Surgery or surveillance for mild asymptomatic primary hyperparathyroidism: a prospective, randomized clinical trial

J Clin Endocrinol Metab. 2007 Aug;92(8):3114-21. doi: 10.1210/jc.2007-0219. Epub 2007 May 29.


Context: It is unclear whether patients with asymptomatic primary hyperparathyroidism (PHPT) do better with parathyroidectomy (PTx) as compared with conservative medical management.

Objective: The aim of the study was to evaluate the beneficial effect of PTx vs. conservative management in patients with mild asymptomatic PHPT.

Design: We conducted a prospective, randomized study.

Setting: The study took place at a referral center.

Patients: We studied 50 patients who did not meet any guidelines for parathyroid surgery as recommended by the National Institutes of Health Consensus Development Conference on Asymptomatic PHPT.

Intervention: Patients were randomly assigned to PTx or no PTx and were evaluated at 6 months and at 1 yr.

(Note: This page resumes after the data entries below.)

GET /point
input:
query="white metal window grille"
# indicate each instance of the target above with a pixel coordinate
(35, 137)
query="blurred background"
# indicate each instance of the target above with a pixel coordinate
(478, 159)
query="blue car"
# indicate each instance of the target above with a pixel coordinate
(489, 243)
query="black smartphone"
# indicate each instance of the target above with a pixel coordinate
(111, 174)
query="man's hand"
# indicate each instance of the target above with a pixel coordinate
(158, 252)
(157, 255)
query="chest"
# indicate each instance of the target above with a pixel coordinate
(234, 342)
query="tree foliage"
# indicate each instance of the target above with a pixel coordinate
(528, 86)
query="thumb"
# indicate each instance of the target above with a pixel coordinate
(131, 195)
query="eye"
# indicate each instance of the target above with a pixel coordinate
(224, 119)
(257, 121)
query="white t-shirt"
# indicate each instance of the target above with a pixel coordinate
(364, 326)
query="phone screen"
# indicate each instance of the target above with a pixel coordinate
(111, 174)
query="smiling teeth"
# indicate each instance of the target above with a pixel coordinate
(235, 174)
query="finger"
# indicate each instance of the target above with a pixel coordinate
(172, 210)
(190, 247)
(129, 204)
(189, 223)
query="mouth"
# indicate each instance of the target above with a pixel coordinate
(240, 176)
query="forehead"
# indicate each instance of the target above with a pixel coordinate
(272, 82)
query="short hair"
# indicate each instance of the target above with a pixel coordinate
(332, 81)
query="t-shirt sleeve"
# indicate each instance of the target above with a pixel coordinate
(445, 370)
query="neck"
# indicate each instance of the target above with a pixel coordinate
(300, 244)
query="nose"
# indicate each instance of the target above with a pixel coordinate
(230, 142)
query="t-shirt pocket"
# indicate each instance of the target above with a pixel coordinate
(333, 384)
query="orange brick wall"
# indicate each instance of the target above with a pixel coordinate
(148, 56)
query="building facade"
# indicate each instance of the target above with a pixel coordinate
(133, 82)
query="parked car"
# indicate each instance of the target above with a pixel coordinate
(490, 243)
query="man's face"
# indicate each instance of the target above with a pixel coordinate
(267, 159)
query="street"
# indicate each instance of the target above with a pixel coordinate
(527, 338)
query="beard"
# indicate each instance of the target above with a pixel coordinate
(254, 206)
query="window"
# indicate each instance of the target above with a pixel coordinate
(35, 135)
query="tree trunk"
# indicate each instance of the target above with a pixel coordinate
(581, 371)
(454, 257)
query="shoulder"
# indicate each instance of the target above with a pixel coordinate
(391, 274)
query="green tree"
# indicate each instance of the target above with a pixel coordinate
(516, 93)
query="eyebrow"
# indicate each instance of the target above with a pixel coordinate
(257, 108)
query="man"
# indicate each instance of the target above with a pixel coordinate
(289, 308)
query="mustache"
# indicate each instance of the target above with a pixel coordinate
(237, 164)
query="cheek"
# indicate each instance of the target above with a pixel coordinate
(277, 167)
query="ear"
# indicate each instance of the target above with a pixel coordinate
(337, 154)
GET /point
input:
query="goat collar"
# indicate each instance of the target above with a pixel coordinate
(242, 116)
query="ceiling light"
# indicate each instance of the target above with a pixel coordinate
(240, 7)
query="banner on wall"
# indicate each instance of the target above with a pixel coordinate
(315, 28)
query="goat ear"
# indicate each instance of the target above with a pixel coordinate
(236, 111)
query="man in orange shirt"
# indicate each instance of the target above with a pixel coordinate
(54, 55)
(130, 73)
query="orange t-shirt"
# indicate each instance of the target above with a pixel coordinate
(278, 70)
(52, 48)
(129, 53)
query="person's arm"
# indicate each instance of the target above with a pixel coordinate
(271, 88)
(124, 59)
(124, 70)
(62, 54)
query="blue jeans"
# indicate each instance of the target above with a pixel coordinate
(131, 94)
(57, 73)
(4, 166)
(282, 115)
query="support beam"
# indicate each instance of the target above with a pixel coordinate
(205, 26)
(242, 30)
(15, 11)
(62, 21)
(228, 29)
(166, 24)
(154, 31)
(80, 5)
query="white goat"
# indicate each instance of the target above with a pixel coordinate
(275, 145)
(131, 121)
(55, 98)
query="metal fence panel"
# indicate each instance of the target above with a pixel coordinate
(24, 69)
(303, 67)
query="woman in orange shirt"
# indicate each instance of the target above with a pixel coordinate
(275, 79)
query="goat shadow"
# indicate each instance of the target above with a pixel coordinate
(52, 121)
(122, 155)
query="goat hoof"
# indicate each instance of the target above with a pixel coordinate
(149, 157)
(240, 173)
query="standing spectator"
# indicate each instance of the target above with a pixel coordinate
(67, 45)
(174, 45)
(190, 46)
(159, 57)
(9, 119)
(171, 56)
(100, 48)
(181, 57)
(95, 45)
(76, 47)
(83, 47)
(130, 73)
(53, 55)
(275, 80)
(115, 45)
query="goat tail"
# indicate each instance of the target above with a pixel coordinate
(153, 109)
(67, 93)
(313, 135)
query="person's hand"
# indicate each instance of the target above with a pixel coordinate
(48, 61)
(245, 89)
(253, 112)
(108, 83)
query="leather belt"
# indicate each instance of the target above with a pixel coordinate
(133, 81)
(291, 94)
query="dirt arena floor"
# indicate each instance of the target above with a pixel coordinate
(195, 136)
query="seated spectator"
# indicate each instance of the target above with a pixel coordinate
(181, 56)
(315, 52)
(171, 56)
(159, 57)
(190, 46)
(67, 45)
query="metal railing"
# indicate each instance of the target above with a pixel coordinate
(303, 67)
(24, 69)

Main outcome measures: We compared changes (percentage of basal) of lumbar spine bone mineral density (BMD) between the two groups at 1 yr.

Results: The change in BMD at lumbar spine was greater after PTx (+4.16 +/- 1.13 for PTx vs. -1.12 +/- 0.71 for no PTx; P = 0.0002). The change in BMD at the total hip was also significantly greater in the PTx group (+2.61 +/- 0.71 for PTx vs. -1.88 +/- 0.60 for no PTx; P = 0.0001). There was no difference in BMD after 1 yr between both groups at the one-third radius site. In comparison with those who did not undergo surgery, the PTx subjects, after 1 yr, showed significant differences in four quality of life measures as determined by the 36-item short form health survey scale: bodily pain (P = 0.001), general health (P = 0.008), vitality (P = 0.003), and mental health (P = 0.017).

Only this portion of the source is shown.